Deploy Bufstream to Azure with Azure Database for PostgreSQL#
This page walks you through installing Bufstream into your Azure deployment, using PostgreSQL for metadata storage.
Data from your Bufstream cluster never leaves your network or reports back to Buf. Bufstream metadata is stored in PostgreSQL, while the actual data produced to the Bufstream cluster is stored in an Azure storage container.
Prerequisites#
To deploy Bufstream on Azure, you need the following before you start:
- A Kubernetes cluster (v1.27 or newer)
- An Azure Storage account and blob storage container
- An Azure Database for PostgreSQL flexible server (version 14 or higher)

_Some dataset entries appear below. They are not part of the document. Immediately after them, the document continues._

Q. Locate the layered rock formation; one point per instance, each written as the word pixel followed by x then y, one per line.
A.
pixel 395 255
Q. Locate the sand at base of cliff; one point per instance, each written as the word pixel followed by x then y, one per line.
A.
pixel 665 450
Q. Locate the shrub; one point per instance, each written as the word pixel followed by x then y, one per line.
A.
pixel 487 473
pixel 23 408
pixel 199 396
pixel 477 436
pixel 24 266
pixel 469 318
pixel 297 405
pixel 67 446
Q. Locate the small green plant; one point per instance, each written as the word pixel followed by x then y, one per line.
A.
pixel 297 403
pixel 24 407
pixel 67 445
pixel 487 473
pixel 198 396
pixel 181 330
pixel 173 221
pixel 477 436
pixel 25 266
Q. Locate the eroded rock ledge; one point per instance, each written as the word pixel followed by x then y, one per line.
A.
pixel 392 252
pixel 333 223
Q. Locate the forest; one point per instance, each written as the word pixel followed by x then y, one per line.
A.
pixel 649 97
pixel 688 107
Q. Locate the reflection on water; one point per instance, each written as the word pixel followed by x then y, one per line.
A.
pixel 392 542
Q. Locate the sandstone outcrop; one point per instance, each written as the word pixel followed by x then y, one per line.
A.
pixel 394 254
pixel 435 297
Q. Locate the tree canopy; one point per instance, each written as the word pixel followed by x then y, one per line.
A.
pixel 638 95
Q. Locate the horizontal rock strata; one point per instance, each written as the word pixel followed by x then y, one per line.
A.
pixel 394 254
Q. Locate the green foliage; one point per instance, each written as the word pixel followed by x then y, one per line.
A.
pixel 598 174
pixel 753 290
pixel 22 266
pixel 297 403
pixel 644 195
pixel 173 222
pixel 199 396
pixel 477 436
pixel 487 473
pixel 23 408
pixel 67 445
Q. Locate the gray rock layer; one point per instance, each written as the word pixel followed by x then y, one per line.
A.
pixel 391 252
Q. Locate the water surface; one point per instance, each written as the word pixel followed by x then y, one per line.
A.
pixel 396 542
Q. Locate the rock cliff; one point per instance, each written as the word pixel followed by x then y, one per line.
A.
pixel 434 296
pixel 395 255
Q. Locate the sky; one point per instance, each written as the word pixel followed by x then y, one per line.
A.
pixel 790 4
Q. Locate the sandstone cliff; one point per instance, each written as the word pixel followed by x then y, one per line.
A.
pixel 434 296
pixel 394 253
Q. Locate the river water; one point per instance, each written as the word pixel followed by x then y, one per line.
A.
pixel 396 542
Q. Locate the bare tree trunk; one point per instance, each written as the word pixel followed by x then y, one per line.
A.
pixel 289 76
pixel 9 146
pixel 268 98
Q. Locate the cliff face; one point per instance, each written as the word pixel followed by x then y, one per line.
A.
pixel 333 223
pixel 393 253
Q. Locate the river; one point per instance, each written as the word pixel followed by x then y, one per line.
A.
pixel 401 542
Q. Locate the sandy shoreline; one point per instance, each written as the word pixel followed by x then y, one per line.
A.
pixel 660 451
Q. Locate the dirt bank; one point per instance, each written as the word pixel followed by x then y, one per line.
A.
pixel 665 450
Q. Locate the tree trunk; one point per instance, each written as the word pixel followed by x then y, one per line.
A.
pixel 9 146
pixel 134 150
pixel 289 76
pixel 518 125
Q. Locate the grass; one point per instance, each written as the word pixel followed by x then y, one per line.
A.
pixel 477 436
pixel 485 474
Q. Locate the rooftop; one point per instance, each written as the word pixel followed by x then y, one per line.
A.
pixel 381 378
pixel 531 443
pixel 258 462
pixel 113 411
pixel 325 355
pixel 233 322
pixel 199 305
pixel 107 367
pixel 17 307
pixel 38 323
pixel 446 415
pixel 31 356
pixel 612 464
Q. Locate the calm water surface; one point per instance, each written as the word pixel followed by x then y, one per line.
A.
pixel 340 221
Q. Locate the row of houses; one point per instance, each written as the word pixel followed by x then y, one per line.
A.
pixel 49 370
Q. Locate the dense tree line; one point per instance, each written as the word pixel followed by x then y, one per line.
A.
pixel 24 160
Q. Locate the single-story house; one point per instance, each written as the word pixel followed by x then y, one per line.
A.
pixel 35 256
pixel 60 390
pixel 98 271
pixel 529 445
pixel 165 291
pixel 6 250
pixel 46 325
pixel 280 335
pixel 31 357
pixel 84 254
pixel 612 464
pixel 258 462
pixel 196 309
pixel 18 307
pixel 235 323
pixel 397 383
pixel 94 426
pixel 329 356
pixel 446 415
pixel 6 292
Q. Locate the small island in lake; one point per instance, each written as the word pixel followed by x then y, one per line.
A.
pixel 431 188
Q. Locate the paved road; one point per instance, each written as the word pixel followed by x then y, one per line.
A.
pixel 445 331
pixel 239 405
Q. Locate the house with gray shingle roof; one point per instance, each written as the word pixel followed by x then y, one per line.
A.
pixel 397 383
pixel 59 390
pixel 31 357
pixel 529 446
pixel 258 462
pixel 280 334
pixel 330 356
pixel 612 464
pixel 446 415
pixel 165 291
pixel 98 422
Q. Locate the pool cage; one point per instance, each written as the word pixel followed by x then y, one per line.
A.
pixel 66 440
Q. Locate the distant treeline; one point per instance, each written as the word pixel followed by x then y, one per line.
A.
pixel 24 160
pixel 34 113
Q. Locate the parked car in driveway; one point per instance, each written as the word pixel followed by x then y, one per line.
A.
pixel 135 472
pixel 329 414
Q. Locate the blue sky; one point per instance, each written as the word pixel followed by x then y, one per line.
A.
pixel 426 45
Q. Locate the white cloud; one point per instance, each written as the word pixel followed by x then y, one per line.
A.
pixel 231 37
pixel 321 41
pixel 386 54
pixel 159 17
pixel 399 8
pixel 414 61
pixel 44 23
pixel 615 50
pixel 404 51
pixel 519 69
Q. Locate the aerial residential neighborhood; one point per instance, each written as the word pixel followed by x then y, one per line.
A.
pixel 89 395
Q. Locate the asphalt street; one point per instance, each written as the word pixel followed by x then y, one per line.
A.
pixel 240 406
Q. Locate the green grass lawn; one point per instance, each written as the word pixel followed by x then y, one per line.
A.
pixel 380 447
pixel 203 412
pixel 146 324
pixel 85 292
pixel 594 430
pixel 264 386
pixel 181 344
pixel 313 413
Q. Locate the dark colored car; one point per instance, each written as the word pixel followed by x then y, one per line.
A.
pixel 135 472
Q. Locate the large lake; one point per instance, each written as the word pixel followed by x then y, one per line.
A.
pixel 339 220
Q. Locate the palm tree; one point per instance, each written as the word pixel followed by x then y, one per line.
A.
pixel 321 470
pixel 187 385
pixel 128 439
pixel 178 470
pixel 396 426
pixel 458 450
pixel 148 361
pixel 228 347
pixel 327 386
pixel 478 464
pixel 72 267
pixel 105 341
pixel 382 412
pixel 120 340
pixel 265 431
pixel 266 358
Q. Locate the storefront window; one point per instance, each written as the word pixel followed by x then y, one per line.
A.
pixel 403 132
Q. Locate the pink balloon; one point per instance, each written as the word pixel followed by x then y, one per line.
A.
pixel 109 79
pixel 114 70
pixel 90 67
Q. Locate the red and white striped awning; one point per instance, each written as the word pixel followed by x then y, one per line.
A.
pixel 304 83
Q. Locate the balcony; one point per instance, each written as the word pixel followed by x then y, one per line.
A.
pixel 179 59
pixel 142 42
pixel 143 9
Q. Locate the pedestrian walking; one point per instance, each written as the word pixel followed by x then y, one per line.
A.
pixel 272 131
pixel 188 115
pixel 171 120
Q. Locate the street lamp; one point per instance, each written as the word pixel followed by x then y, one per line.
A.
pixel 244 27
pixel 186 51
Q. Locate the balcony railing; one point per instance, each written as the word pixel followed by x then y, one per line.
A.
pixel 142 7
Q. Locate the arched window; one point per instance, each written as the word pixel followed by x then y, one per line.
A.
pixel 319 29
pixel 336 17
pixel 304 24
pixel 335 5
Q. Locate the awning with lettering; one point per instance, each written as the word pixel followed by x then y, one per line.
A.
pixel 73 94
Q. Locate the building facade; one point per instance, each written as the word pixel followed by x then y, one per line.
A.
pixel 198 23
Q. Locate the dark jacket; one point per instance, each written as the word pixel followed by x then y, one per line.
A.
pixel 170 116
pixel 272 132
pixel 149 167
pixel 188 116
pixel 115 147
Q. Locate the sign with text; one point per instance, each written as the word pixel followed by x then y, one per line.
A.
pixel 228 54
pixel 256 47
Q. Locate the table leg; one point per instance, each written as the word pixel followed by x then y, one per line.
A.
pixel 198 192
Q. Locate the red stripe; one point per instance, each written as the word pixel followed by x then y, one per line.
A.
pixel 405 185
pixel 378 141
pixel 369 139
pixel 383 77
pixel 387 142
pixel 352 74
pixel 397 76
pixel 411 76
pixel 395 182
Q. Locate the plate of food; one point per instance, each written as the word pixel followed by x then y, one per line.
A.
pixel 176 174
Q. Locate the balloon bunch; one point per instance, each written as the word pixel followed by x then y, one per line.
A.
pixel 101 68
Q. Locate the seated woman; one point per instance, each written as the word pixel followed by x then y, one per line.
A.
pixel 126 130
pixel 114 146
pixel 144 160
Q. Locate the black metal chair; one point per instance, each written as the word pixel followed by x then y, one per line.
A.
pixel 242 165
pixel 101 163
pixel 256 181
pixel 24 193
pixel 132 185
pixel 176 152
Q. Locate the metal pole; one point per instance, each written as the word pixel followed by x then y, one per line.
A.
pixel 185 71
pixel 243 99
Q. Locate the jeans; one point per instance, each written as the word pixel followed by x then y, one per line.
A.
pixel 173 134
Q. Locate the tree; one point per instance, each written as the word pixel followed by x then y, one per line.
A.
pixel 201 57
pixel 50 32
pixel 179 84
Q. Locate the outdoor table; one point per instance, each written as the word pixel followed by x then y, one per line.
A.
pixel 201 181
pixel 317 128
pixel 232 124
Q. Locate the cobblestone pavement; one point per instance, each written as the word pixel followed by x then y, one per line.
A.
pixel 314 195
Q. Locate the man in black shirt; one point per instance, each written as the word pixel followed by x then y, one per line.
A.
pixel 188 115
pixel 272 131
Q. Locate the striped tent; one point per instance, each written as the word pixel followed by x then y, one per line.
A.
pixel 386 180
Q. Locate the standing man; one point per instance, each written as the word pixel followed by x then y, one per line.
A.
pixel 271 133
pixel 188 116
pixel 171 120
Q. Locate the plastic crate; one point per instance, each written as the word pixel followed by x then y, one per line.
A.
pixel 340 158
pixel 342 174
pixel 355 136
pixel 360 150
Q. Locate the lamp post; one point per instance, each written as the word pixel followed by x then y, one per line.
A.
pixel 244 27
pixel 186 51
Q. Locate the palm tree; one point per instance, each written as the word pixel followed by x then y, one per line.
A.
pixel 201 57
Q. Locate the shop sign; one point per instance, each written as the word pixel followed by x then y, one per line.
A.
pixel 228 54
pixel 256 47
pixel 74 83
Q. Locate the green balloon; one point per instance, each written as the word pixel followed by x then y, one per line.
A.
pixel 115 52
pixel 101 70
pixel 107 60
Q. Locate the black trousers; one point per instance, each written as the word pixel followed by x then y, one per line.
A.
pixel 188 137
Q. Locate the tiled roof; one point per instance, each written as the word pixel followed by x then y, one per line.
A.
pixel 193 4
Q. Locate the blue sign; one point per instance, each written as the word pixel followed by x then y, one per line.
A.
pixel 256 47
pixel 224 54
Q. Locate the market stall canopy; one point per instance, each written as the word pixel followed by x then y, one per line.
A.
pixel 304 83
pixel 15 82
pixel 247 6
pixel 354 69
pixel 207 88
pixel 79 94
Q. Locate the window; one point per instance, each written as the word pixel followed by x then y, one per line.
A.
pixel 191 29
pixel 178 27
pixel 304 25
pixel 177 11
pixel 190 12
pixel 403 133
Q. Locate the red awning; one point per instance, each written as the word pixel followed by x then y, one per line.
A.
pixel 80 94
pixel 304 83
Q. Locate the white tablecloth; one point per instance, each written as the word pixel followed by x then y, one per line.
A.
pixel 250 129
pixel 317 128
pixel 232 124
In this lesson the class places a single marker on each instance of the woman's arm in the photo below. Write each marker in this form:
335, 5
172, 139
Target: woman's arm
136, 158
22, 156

- A Bufstream managed identity, with read/write permission to the storage container above.
- Helm (v3.12.0 or newer)
Terraform module#
We also provide a Terraform module at https://github.com/bufbuild/terraform-modules-bufstream. It sets up all necessary components from an empty Azure subscription, or adds all necessary components to any subset of the required ones that are already installed.
If you're setting up from an empty subscription, you need the following permissions:
Network Contributor
Azure Kubernetes Service Contributor
Storage Account Contributor
Storage Blob Data Contributor
PostgreSQL Flexible Server Contributor
DNS Zone Contributor
Managed Identity Contributor
The install script also requires the Azure CLI and Azure Kubelogin to be installed.
Create an Azure Kubernetes Service (AKS) cluster#
Create an AKS cluster if you don't already have one. An AKS cluster involves many settings that vary depending on your use case. See the official documentation for details.
Set up Workload Identity Federation (WIF) for Bufstream#
You can authenticate to Azure Blob Storage with storage account shared access keys, or you can use Kubernetes WIF via Microsoft Entra Workload ID with Azure Kubernetes Service. See the official documentation:
Create a storage account#
If you don't already have one, create a new resource group:
Then, create a new storage account within the group:
$ az storage account create \
--name <account-name> \
--resource-group <group-name> \
--location <region> \
--sku Standard_RAGRS \
--kind StorageV2 \
--min-tls-version TLS1_2 \
--allow-blob-public-access false
Create a storage container#
Create a storage container inside the storage account created above:
$ az storage container create \
--name <container-name> \
--account-name <account-name> \
--auth-mode login
Create an Azure Database for PostgreSQL flexible server#
Create a new Azure Database for PostgreSQL flexible server
$ az postgres flexible-server create \
--name <server-name> \
--resource-group <group-name> \
--location <region> \
--version 16 \
--password-auth enabled \
--admin-user postgres \
--admin-password <postgres-user-password> \
--tier generalpurpose \
--sku-name Standard_D4ds_v5 \
--storage-type premium_lrs \
--storage-size 32 \
--performance-tier p20 \
--storage-auto-grow enabled \
--high-availability zoneredundant \
--public-access all \
--create-default-database enabled \
--database-name bufstream
For more details about instance creation, see the official docs. For a more secure setup, using private access instead of a public IP is recommended.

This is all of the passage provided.